The importance of the cantata, however, goes beyond proto-chauvinistic considerations. A quarter of a century has passed since this writer made his first discovery of a P.D.Q. Bach composition, with literally dozens of other pieces having been found since then, but this is the first time the original manuscript, in the original German, of a vocal work has come to light. Most of our knowledge of P.D.Q. Bach’s vocal oeuvre comes from the editions published after his death by the composer’s drinking companion Jonathan “Boozey” Hawkes; these editions were brought out after Hawkes’ return to his native Liverpool, and are all in English, with no identification of the original (presumably German, in most cases) librettists. Although even the autograph of the Bluegrass Cantata does not provide us with the name of its librettist, it at least affords us, at long last, the opportunity to hear P.D.Q. Bach speaking, as it were, in his native tongue.

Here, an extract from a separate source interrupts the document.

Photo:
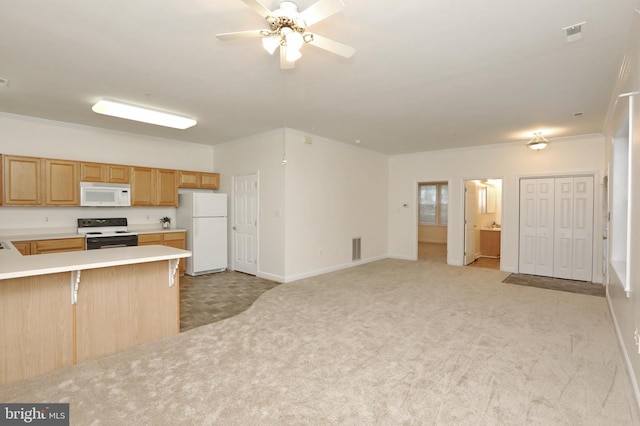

By all accounts the most popular Black Forest string band during the 1790's was the group pictured on the cover of the Vanguard album. Tommy Mann and his Magic Mountain Boys. Both Tommy Manna and the outfit’s banjo player, Erl “Konig” Skruggsendorfer, came from Wein-am-Rhein and knew P.D.Q. Bach, so it is perhaps not surprising that before making their first American tour in 1806 they asked their hometown composer to write them a piece that would ingratiate them with audiences in the (still quite young and intensely patriotic) United States of America. That the resulting cantata was extremely successful is attested to by the fact that ever since the Magic Mountain Boys’ triumphant tour, Kentucky has been affectionately known as the Bluegrass State.
How often is an artist appreciated more abroad than at home? The manuscript of the cantata (now safely ensconced in the P.D.Q. Bach Museum at the University of Southern North Dakota at Hoople) was found not in Europe, but deep in a Kentucky cola mine, where it was being used to stuff up a hole leading (as this writer discovered in the nick of time) to a vein of methane gas.
As is usually the case with P.D.Q. Bach, some of the innovative aspects of the cantata can be tied to practical considerations. the use, for instance, of harmonicas to accompany the recitatives meant that no keyboard instrument was required – certainly a boon to any touring ensemble, but especially to one touring a country whose roads were often little more than game trails. The need for compactness I undoubtedly also the reason for asking the members of the orchestra to double as a chorus in singing the chorale Ich gehe am Krüpple Bach hinauf, which practice was followed on the present recording. And when a third voice is needed for harmony at the end of the duet Ich sehe, the conductor (presumably the concertmaster in Tommy Mann’s back-up group) steps in to fill the role.
Certain enigmas remain – the significance of the soldier who has but four words to speak, and the meaning of the last line of the entire text – but even with these small air pockets of unintelligibility, Blaues Gras stands as one of the most important additions to the increasingly impressive pantheon of P.D.Q. Bach pieces for the human voice.